The play shines throughout: Nobles is relatable and empathetic as Agnes from the very beginning.Her best friend Vera (Lilith Shook) is both hilarious and endearing. Johnathan Casias excels as Agnes’ sweet boyfriend, Miles, but perhaps even more impressive is the soundtrack he curated as the sound designer of the show. Straight out of the ‘90s, the music both sets the scene and keeps the play’s pace. 

The props and scene design team did excellent work at immersing the audience in both worlds of the play. Orcus’ slacker-throne (complete with Funyuns and Cheez-Whiz!) as well as The Gap stand out. Similarly impressive were the weapons of the young warriors, which were both whimsical and iconic. The play’s fight scenes were well performed, and Sophia Cisney and Samantha Smith-Ingo absolutely crackled with hilarious horror as the evil succubus cheerleaders. Even the intermission snacks stood out with names that kept Agnes' journey close at hand. 

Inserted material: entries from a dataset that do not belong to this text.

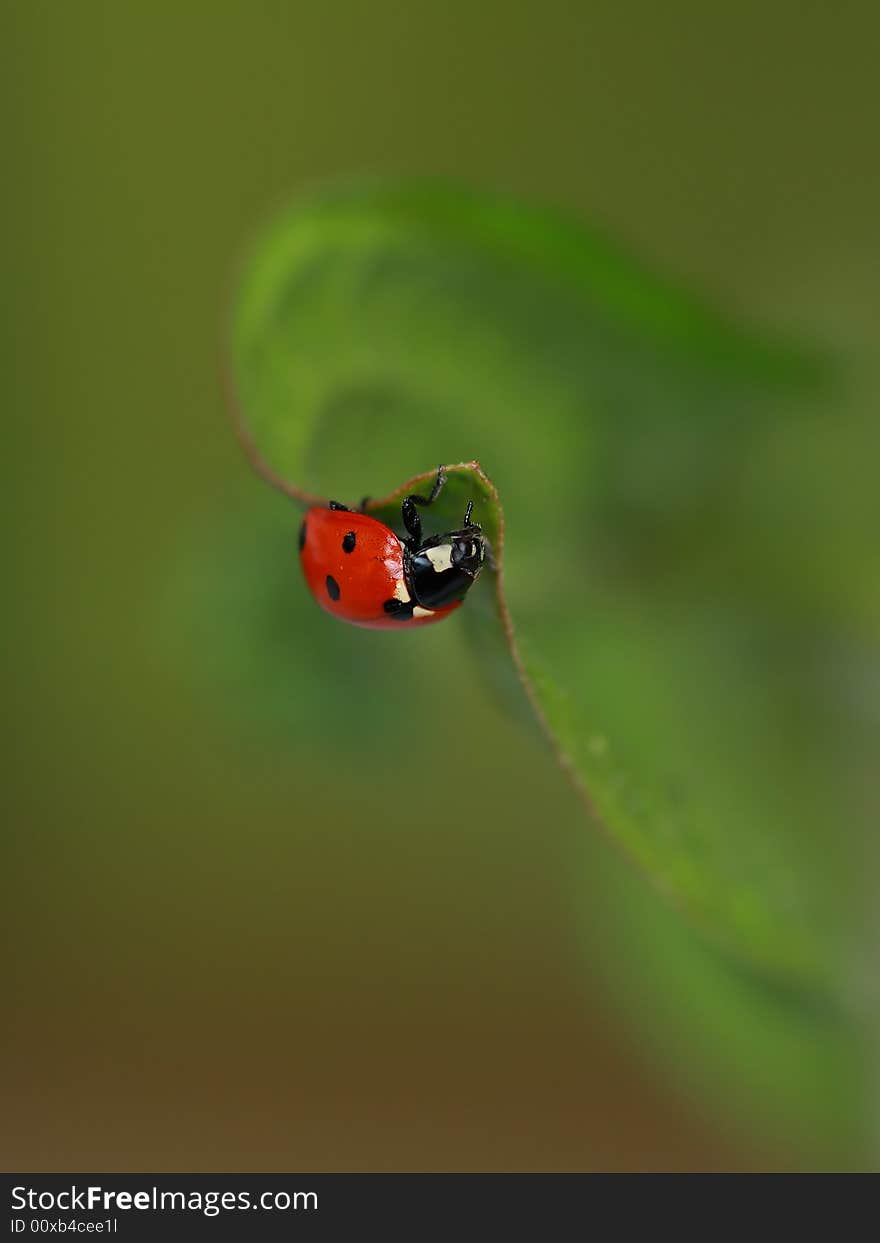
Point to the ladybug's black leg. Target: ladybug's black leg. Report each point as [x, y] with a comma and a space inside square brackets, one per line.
[412, 520]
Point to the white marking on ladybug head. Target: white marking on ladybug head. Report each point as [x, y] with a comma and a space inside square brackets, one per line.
[440, 557]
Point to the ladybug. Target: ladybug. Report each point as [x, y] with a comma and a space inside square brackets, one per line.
[358, 569]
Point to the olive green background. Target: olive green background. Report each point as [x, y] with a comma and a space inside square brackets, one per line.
[245, 932]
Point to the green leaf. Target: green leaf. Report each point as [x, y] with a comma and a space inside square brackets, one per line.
[643, 602]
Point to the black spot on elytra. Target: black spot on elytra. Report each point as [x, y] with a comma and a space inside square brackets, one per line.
[398, 609]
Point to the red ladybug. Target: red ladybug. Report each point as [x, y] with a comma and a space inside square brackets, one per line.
[359, 571]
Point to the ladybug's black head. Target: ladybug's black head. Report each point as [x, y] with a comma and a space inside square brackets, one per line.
[445, 567]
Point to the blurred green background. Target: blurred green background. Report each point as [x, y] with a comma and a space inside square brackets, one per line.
[239, 937]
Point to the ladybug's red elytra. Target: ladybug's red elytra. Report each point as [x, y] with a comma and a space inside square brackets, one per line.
[359, 571]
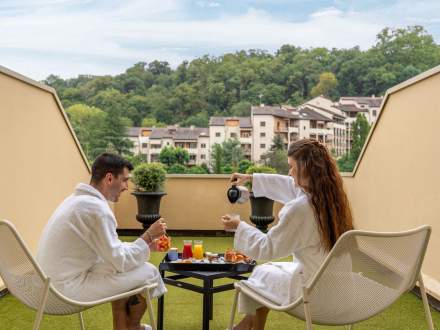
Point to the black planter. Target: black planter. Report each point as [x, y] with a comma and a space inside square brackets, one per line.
[262, 210]
[148, 207]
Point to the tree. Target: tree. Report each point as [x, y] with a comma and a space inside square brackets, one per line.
[241, 109]
[176, 169]
[326, 85]
[182, 155]
[276, 157]
[88, 124]
[167, 156]
[197, 170]
[360, 130]
[217, 160]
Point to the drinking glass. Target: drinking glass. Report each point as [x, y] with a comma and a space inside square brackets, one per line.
[187, 249]
[198, 250]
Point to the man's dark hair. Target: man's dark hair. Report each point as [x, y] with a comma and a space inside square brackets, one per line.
[108, 163]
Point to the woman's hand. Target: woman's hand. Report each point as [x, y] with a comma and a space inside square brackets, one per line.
[231, 222]
[156, 230]
[240, 179]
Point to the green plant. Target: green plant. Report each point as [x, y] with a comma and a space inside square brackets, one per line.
[149, 177]
[259, 169]
[197, 170]
[176, 169]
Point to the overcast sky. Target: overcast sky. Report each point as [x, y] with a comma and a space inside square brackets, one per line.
[71, 37]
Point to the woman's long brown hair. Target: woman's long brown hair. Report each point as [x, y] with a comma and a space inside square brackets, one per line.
[317, 167]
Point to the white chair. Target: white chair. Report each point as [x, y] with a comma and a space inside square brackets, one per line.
[363, 274]
[27, 282]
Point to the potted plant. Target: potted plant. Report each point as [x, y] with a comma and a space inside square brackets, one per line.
[262, 207]
[149, 179]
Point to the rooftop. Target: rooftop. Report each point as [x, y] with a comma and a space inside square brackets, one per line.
[245, 122]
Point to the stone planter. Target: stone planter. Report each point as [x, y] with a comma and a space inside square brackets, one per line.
[262, 210]
[148, 207]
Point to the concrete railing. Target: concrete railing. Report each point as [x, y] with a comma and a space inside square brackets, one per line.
[193, 202]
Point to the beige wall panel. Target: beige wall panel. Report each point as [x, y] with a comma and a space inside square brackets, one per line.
[40, 162]
[191, 203]
[397, 183]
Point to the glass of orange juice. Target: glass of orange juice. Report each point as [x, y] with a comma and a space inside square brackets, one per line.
[198, 250]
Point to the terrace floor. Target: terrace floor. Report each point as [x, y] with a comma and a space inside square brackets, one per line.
[183, 308]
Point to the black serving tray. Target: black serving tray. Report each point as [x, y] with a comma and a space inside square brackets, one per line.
[167, 265]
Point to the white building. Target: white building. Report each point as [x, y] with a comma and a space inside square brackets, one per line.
[224, 128]
[151, 141]
[336, 143]
[319, 118]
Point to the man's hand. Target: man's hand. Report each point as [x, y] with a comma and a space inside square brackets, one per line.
[231, 222]
[240, 179]
[156, 230]
[153, 246]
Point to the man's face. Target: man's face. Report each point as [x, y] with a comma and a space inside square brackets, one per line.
[117, 184]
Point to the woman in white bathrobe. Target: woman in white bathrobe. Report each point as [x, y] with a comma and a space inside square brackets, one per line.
[315, 213]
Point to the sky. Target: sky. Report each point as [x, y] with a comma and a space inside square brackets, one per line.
[72, 37]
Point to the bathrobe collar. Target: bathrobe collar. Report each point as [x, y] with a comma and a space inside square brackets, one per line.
[86, 189]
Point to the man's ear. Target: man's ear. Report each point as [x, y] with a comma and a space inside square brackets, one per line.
[109, 177]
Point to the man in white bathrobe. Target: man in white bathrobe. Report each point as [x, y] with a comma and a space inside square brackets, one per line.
[81, 252]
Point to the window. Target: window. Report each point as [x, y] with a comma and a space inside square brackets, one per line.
[245, 134]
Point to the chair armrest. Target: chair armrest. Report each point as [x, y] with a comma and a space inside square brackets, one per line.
[89, 304]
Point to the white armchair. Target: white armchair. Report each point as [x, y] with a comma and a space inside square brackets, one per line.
[27, 282]
[363, 274]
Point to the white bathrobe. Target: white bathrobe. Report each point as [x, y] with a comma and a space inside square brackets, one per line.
[295, 234]
[81, 252]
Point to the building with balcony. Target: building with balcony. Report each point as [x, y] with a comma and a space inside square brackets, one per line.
[150, 141]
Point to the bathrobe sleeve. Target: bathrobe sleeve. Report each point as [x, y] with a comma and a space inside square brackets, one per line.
[280, 188]
[292, 233]
[96, 224]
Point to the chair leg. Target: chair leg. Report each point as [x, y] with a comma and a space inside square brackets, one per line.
[234, 308]
[425, 303]
[150, 311]
[40, 310]
[81, 321]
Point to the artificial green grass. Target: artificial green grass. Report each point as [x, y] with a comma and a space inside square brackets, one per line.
[183, 308]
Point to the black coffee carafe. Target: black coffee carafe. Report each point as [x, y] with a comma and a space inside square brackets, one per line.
[238, 194]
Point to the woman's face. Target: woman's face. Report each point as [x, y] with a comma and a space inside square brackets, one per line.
[293, 172]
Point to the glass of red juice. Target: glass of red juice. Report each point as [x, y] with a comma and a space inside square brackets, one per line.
[187, 249]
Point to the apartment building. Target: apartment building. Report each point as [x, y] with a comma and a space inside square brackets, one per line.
[338, 143]
[225, 128]
[318, 118]
[151, 140]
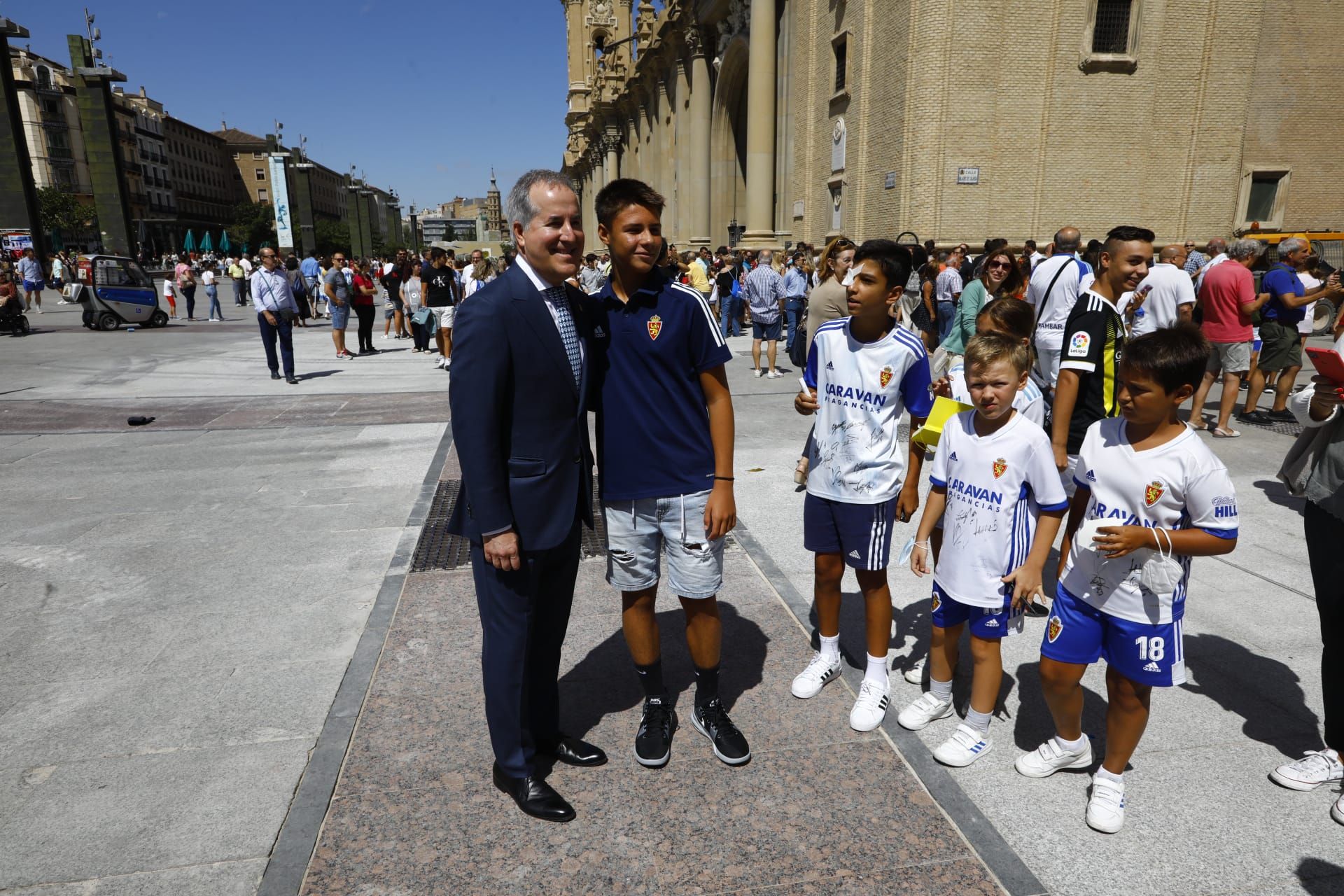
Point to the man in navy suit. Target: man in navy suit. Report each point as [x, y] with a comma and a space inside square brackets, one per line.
[518, 398]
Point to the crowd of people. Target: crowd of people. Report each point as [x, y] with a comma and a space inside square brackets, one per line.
[1073, 367]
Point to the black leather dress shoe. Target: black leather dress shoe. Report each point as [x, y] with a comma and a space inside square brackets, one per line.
[534, 797]
[573, 751]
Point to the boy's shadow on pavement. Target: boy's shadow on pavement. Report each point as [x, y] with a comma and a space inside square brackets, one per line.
[609, 663]
[1320, 878]
[1264, 692]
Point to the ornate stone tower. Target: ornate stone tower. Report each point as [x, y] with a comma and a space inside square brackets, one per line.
[493, 216]
[594, 70]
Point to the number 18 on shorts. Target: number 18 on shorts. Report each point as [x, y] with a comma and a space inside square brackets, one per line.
[1145, 653]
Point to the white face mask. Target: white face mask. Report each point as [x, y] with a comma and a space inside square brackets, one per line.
[1161, 573]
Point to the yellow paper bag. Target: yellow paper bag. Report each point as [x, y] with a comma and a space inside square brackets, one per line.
[944, 409]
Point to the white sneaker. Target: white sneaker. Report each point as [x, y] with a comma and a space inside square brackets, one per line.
[962, 747]
[914, 673]
[1050, 758]
[872, 707]
[1316, 767]
[819, 673]
[923, 711]
[1107, 808]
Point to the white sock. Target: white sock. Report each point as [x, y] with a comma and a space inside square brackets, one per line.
[1105, 776]
[1072, 746]
[876, 671]
[941, 690]
[830, 648]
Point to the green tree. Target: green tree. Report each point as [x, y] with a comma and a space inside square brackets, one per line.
[254, 223]
[331, 235]
[62, 211]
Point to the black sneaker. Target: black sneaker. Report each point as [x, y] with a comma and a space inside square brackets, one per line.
[713, 722]
[654, 741]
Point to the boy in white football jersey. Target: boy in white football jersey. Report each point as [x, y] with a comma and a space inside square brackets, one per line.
[992, 477]
[1151, 496]
[863, 372]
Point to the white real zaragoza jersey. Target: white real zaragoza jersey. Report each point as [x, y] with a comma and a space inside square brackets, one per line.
[1028, 402]
[1072, 282]
[996, 485]
[1177, 485]
[862, 391]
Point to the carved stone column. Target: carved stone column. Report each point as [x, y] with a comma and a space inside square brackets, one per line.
[761, 93]
[698, 143]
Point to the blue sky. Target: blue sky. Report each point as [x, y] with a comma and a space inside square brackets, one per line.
[424, 96]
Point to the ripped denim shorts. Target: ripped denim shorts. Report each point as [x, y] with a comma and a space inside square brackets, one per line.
[640, 532]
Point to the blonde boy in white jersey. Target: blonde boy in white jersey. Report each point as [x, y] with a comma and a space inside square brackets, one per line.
[993, 476]
[1149, 496]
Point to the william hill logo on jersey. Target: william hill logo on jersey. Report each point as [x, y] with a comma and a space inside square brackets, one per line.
[855, 397]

All in all, the play was a joy to experience; it was honest, funny and bittersweet. By the end of the evening, I left with tears in my eyes and a smile on my face. You could feel the passion of the entire team for the entire run, and it was a reminder of why cultivation of the arts here in Pueblo is so vital. It connects us with the different parts of ourselves and each other that we may not always see: the complicated, the fierce, the beautiful and the geeky.